First is the prep. Meet the Starrett 425 M&E 3" caliper.

I am the second owner , my father having been the first, and it dates to just post-war. It came to me when he was lightening the load before moving about 25 years ago.

I make up a dimensioned working sketch before touching the CAD system, as it is quite a workflow breaker measuring while working on the model. The sketch allows me to build an accurate model of the tool, or as accurate as needed to make the case, given that I cut a few corners here. The only special features here are the arcs, and to make a neat job of the case, they should be matched. So, out came the radius gauges:

5/16" was a bit small (see the single point of contact near the lock screw, and the gap at the left of the gauge), and 11/32" had two point contact with almost no gap at the midpoint of the arc. (The actual radius is 0.335+/-0.005", measured with a three point sagitta gauge) For a neat fit in the case, the larger radius is desired.

The sketch:

(more to follow)

2 Likes

Next came the CAD model.
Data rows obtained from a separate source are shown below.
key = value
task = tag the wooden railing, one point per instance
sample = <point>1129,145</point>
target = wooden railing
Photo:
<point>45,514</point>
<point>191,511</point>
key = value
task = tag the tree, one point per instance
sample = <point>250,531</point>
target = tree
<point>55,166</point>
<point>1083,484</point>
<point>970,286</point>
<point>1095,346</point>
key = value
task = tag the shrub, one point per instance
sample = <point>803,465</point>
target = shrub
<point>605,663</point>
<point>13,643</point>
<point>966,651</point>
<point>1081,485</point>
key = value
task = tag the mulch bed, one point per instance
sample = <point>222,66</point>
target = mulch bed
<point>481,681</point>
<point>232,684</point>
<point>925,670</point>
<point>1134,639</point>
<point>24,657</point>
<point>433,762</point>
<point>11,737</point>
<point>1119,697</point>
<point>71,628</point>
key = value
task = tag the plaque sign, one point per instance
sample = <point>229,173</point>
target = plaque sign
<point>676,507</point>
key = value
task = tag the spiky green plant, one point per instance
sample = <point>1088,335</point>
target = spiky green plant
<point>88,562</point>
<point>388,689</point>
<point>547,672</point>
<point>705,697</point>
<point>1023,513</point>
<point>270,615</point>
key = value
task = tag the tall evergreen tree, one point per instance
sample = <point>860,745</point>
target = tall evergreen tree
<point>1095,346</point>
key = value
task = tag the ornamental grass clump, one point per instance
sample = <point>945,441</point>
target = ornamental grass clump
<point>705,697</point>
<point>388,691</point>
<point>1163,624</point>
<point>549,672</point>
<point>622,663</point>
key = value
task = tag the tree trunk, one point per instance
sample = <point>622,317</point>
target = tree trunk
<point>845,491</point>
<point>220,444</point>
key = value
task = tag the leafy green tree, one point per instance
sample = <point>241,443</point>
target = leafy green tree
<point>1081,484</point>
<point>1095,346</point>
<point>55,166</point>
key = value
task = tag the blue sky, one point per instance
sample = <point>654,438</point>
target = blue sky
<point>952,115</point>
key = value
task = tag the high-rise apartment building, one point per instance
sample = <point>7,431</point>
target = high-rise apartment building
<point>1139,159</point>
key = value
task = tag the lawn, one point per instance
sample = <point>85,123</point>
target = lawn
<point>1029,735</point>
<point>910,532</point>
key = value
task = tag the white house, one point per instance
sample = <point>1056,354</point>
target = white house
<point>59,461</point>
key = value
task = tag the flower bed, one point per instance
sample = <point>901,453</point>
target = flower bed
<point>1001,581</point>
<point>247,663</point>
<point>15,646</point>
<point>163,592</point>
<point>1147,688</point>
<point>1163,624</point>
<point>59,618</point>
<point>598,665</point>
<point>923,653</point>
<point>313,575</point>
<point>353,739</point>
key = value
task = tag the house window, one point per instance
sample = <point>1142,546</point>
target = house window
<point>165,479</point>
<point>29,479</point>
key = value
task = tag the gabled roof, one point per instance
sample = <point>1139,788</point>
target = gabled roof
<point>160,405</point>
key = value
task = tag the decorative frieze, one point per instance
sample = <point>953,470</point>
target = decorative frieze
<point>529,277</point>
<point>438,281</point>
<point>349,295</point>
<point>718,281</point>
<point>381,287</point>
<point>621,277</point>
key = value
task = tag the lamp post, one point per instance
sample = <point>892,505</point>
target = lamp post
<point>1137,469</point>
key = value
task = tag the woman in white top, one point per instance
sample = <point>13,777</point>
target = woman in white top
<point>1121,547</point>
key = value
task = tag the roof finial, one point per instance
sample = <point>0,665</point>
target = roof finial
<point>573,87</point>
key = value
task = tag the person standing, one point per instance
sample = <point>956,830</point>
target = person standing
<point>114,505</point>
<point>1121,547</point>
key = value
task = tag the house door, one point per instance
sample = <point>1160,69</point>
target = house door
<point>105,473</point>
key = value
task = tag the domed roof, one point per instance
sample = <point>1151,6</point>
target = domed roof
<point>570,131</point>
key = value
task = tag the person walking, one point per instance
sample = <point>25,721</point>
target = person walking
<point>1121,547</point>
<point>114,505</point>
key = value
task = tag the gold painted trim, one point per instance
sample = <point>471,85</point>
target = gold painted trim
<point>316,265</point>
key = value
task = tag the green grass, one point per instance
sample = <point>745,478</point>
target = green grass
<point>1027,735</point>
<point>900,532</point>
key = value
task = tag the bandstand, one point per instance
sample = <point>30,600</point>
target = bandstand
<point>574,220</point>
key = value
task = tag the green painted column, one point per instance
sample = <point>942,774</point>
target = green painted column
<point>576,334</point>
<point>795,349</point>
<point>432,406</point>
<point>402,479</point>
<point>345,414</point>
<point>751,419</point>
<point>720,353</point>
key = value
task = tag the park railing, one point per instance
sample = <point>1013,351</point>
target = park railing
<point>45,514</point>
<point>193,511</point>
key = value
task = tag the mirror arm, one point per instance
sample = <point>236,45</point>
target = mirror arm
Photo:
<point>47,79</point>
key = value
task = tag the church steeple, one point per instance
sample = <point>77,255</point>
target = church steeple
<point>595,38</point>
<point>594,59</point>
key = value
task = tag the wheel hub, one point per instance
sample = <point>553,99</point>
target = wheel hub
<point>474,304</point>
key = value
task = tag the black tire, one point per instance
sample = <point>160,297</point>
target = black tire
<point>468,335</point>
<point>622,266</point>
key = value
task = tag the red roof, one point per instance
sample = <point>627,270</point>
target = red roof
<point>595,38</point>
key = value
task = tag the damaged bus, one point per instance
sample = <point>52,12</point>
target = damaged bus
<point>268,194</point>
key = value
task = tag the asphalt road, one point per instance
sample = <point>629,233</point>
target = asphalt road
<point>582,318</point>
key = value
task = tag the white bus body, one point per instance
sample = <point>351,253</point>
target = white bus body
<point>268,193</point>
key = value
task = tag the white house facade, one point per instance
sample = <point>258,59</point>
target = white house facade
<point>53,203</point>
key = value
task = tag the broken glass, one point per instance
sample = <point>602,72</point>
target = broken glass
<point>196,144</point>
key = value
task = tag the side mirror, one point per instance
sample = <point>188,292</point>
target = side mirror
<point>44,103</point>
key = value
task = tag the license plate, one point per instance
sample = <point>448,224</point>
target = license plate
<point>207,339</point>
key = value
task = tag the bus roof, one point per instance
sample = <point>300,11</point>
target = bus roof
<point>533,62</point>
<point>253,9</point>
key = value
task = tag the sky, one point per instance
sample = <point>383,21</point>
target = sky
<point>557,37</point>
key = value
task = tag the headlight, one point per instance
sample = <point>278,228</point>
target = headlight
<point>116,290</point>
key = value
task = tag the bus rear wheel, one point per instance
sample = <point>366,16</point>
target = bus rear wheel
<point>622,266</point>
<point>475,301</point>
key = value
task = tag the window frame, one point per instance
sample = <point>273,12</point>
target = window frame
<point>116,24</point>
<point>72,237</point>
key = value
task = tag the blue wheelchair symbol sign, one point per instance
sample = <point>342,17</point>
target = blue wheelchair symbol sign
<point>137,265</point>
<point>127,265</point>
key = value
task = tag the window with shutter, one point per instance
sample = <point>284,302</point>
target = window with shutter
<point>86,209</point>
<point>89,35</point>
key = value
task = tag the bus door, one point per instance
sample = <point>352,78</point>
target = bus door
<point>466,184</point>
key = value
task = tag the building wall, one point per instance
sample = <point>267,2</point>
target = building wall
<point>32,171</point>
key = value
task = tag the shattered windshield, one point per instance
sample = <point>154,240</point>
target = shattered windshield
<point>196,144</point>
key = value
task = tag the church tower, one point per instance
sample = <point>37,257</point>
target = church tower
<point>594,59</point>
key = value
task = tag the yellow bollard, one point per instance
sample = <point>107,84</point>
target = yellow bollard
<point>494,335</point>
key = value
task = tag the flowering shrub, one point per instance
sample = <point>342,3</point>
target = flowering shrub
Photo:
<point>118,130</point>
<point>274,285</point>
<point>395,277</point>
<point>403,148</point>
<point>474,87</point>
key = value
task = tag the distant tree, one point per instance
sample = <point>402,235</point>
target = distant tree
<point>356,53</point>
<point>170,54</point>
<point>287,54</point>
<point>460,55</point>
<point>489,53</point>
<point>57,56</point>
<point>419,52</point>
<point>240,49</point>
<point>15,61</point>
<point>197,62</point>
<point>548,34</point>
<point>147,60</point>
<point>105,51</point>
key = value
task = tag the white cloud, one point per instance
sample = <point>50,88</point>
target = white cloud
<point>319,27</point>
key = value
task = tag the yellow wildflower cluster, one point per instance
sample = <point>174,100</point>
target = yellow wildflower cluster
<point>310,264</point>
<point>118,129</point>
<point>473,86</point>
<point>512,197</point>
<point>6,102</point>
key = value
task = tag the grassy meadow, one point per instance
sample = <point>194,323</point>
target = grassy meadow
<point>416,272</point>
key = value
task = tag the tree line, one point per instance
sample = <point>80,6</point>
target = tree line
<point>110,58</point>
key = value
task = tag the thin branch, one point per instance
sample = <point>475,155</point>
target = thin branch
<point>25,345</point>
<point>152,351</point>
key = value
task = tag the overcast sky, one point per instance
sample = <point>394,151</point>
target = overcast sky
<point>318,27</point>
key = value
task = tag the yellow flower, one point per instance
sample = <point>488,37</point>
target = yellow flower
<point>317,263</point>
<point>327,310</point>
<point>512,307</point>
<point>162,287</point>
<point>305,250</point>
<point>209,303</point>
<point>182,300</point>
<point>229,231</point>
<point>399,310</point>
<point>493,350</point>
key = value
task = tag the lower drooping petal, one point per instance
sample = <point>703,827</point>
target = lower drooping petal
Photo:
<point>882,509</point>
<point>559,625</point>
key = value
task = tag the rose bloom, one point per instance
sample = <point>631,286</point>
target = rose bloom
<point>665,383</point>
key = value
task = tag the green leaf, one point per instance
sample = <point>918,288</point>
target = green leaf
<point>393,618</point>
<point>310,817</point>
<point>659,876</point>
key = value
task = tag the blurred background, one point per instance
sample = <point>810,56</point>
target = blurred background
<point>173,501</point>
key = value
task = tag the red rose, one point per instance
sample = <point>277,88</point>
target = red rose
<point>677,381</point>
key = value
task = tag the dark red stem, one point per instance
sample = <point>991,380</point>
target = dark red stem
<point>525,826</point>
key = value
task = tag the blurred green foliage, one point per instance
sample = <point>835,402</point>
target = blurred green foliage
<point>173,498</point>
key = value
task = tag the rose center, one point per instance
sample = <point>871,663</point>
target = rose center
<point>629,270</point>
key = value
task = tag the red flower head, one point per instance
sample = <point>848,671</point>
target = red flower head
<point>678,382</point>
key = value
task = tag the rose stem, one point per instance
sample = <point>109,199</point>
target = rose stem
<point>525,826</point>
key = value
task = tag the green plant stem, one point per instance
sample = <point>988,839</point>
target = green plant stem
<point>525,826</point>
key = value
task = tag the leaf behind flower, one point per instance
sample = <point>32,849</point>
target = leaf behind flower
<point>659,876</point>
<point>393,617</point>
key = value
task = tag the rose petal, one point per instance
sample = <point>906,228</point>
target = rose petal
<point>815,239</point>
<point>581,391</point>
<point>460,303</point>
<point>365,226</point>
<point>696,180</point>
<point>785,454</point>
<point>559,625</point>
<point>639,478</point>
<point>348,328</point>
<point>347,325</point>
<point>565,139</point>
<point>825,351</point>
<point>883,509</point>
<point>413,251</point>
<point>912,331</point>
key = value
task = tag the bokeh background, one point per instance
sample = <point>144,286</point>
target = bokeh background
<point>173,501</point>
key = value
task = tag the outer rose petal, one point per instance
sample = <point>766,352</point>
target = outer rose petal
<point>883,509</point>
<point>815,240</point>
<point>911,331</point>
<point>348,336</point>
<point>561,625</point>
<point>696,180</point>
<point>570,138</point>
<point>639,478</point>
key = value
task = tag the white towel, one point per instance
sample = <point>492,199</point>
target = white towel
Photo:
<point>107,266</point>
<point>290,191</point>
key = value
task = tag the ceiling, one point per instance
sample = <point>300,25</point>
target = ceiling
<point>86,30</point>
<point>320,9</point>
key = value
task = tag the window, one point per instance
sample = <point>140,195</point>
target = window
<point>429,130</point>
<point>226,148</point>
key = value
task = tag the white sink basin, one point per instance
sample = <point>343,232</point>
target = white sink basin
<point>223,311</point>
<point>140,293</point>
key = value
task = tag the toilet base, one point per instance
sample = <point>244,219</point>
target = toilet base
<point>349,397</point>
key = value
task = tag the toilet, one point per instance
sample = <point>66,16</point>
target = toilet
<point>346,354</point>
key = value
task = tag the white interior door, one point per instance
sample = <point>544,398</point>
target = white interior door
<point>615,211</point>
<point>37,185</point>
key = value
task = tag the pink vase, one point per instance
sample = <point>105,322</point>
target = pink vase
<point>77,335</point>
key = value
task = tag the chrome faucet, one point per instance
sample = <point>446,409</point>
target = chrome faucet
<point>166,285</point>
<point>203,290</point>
I modeled the tool as a single solid, rather than by modelling the individual parts. In this case, it was a little easier, but it is often easier or necessary for other reasons to model the parts and assemble them in the CAD system.

First, a boundary/outline. This is for the tool with the jaws open a little, and comes in useful later when using the model to make hollows in the bottom and top.

Then, the profile of the tool outline (with the jaws open a little) is drawn and extruded to a solid

After that, other features go on: the lock knob on the front, the grip on the back, and the lock wedge/screw end on the back. This is one place I cut serious corners. These are modeled simply and with maximum dimensions, rather than to accurate form, making the lock know a cylinder and the thumb grip a rectangular block.

These featured are modeled by selecting the appropriate face of the part as the work plane and dimensioning from the existing features.

Once that was done, I stretched the features. This is another shortcut. It is better for a general purpose design to sweep the part when making the cut into the top or bottom later, but this is faster for a one off.

Next, making the box from this model

2 Likes

Using the tool to make the case:

I began with the bottom (the steps for the top are the same, essentially). A new part is opened and the Derive operation is used. Most CAD systems will have something similar-- changes in the original will be reflected in the derived part(s). The first derived part is a rectangular block sized from the original profile. It would have been better if I had centered it, but I was lazy.

Then I added the caliper model (again using Derive) and positioned it where I want it.

The block and the caliper are two independent solids at this point. The caliper is embedded in the block, and will be used as a ‘toolbody’ to cut the block (the ‘base’) in a Combine operation.

Inventor_b_combine_cut

You can see the hollow for the tool (open about 1/4" with extended cuts for the thumb grip and back side of the lock), but using this to make a case would result in a the caliper not fitting. Therefore, the walls are offset by to give clearance so the caliper will fit neatly without jamming. The clearance I used is 0.01" all around (to make it visible in the screen shot, I set it to 0.1").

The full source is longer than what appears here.